Hayes is a town in the London Borough of Hillingdon. It is a suburban development situated 13 miles (20.9 km) west of Charing Cross.
Hayes was developed in the late 19th and 20th centuries as an industrial locality to which residential districts were later added to house those who worked in the nearby factories. Its development is typical of that of what is sometimes called the second industrial revolution - the creation of new light engineering industries on the edge of existing cities.
Its name came from Anglo-Saxon Hǣs or Hǣse = "(land overgrown with) brushwood"
It was here in the Central Research Laboratories (generally known as just "CRL") that Isaac Shoenberg developed (1934) the all-electronic 405-line television used by the BBC (full service 1936), and Alan Blumlein carried out his research into binaural sound and stereo gramophone recording. "Trains at Hayes Station" (1935) and "Walking & Talking" are two notable films Blumlein shot to demonstrate stereo sound on film.
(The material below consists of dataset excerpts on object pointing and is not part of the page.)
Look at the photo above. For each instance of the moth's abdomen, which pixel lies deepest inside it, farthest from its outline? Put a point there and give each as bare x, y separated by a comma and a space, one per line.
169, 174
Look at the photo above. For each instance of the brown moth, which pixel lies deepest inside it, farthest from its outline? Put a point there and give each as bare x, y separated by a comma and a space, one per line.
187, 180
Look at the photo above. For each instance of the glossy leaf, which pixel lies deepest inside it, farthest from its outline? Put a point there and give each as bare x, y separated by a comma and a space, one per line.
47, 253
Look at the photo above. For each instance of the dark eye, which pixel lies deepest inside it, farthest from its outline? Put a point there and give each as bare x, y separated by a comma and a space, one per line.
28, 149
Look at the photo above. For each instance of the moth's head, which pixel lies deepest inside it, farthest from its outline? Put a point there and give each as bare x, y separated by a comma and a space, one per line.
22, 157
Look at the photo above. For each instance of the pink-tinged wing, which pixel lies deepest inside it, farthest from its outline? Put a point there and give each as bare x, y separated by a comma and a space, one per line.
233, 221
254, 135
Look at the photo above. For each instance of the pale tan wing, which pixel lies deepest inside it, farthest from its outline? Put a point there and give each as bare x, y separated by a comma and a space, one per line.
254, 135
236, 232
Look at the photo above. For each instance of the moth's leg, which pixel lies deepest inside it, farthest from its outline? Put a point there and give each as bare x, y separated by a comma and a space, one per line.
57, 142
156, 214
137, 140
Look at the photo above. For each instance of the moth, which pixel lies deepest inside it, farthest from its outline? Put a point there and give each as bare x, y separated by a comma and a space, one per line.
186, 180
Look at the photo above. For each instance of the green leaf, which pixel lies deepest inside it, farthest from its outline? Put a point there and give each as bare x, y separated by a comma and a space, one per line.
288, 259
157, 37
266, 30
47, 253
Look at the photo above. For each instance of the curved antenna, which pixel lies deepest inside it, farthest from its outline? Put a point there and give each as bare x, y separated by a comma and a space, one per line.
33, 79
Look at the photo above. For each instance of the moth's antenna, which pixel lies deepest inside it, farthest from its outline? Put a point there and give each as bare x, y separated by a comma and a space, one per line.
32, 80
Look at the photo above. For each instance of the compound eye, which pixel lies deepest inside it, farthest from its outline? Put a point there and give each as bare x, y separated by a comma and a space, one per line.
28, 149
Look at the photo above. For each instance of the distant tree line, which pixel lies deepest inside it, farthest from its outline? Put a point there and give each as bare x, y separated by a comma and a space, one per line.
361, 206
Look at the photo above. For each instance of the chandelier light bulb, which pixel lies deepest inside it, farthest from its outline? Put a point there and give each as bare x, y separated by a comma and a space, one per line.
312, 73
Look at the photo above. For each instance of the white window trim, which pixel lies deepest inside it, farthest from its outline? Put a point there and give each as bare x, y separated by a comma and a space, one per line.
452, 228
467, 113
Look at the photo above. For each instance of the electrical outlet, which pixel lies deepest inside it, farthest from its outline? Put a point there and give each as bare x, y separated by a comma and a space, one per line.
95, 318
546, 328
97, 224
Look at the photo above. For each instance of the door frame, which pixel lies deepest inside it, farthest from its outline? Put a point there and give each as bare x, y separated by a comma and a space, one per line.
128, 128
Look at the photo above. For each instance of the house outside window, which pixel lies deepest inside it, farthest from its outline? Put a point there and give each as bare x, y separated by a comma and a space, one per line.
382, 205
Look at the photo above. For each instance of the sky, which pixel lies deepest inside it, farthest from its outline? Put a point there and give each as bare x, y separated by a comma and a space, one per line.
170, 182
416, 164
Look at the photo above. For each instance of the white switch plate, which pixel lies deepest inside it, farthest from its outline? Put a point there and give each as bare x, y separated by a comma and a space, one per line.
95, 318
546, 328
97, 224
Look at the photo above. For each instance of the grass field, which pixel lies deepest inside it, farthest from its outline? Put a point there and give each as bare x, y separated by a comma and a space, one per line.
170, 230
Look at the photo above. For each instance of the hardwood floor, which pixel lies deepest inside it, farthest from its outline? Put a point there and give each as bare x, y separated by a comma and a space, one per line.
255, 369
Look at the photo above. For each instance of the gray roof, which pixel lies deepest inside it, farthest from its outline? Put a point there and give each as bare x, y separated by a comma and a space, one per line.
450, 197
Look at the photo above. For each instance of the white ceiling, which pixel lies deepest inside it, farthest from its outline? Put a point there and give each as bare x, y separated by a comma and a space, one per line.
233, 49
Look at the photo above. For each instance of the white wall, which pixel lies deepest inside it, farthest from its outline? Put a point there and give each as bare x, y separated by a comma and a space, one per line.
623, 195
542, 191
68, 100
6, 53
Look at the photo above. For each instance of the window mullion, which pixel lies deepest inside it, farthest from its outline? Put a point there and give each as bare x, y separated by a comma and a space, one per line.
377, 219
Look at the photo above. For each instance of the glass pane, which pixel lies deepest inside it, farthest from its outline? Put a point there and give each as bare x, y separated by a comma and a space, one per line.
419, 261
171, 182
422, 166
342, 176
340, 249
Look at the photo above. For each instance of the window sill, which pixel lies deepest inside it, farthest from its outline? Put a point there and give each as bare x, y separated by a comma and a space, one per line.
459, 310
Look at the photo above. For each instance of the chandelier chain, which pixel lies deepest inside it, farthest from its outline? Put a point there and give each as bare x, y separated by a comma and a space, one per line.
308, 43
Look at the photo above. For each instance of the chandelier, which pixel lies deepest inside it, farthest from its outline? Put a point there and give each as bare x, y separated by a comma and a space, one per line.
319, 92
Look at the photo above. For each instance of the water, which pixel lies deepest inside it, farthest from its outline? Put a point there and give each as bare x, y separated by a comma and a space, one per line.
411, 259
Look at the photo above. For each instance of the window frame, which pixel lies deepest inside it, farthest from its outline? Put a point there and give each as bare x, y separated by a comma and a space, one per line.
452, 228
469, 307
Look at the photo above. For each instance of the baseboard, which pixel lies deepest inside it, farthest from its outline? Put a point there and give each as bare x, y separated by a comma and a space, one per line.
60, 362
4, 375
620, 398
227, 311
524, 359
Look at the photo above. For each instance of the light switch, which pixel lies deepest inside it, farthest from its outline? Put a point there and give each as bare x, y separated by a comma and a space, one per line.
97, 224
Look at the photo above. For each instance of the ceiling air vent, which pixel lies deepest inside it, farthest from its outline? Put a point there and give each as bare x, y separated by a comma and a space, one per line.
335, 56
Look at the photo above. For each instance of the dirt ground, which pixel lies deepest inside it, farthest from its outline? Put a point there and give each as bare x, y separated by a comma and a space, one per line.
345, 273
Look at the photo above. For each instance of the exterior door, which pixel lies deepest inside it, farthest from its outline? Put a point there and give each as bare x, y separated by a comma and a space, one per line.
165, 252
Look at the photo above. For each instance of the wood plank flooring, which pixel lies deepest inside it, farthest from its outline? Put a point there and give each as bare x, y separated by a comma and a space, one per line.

In 1939 a 60MHz radar was developed, and from 1941 to 1943 the H2S radar system. Later Godfrey Hounsfield was to create his computed tomography (CT) scanner, utilising the EMIDEC 1100 computer of which he was the project leader, receiving the MacRobert Award in 1972 and the Nobel Prize in 1979.
During the 1990s, CRL spawned another world-beating technology: Sensaura 3D positional audio. This technology was widely licensed to audio chip manufacturers and for use in game consoles and computer games. In an echo of Blumlein's early stereo recordings, the Sensaura engineers made some of their first 3D audio recordings at Hayes Station. The Sensaura team also won the MacRobert Award, in 2001.
The Nestlé company located its major chocolate and instant coffee works on the canal, adjacent to the railway east of the station, and it was for many years, the UK headquarters of the company.
Opposite Nestlé on the other side of the canal, the Aeolian company and its associates manufactured player pianos and rolls from just before the World War I until the depression. That, and the increasing sophistication of the gramophone record market lead to its collapse, and its facilities were then exploited by Walls, a meat processor and ice cream manufacturer.
George Orwell, who adopted this pseudonym while living here, worked as a schoolmaster at The Hawthorns High School for Boys, situated in Church Road. The school has since closed and is now known as The Fountain House Hotel. He hated his time in Hayes, camouflaging it lightly as West Bletchley in Coming Up for Air, as Southbridge in A Clergyman's Daughter and saying of it:
"Hayes ... is one of the most godforsaken places I have ever struck. The population seems to be entirely made up of clerks who frequent tin-roofed chapels on Sundays and for the rest bolt themselves within doors."
Since Orwell's time other famous names have spent time in Hayes. Former England footballer Glenn Hoddle was born here in 1957, former BBC director-general Greg Dyke attended Hayes Grammar School and Brian Connolly, late singer of Seventies glam rock outfit Sweet, at one time lived in Hayes. More recently the actor Anne Marie Duff grew up in Hayes.
Hayes's most famous resident pre-dates them all. The man known as "the father of English music", William Byrd lived in Harlington in the 1540s and a primary school in the area bears his name.
Hayes has few cultural assets, there is no cinema, one theatre, and no galleries or museums. The town's Catholic church houses a huge Madonna with Child by the 20th century Italian painter Pietro Annigoni. Nightlife is confined to a handful of public houses. Hayes also has a football club called Hayes F.C. that compete in the Conference South.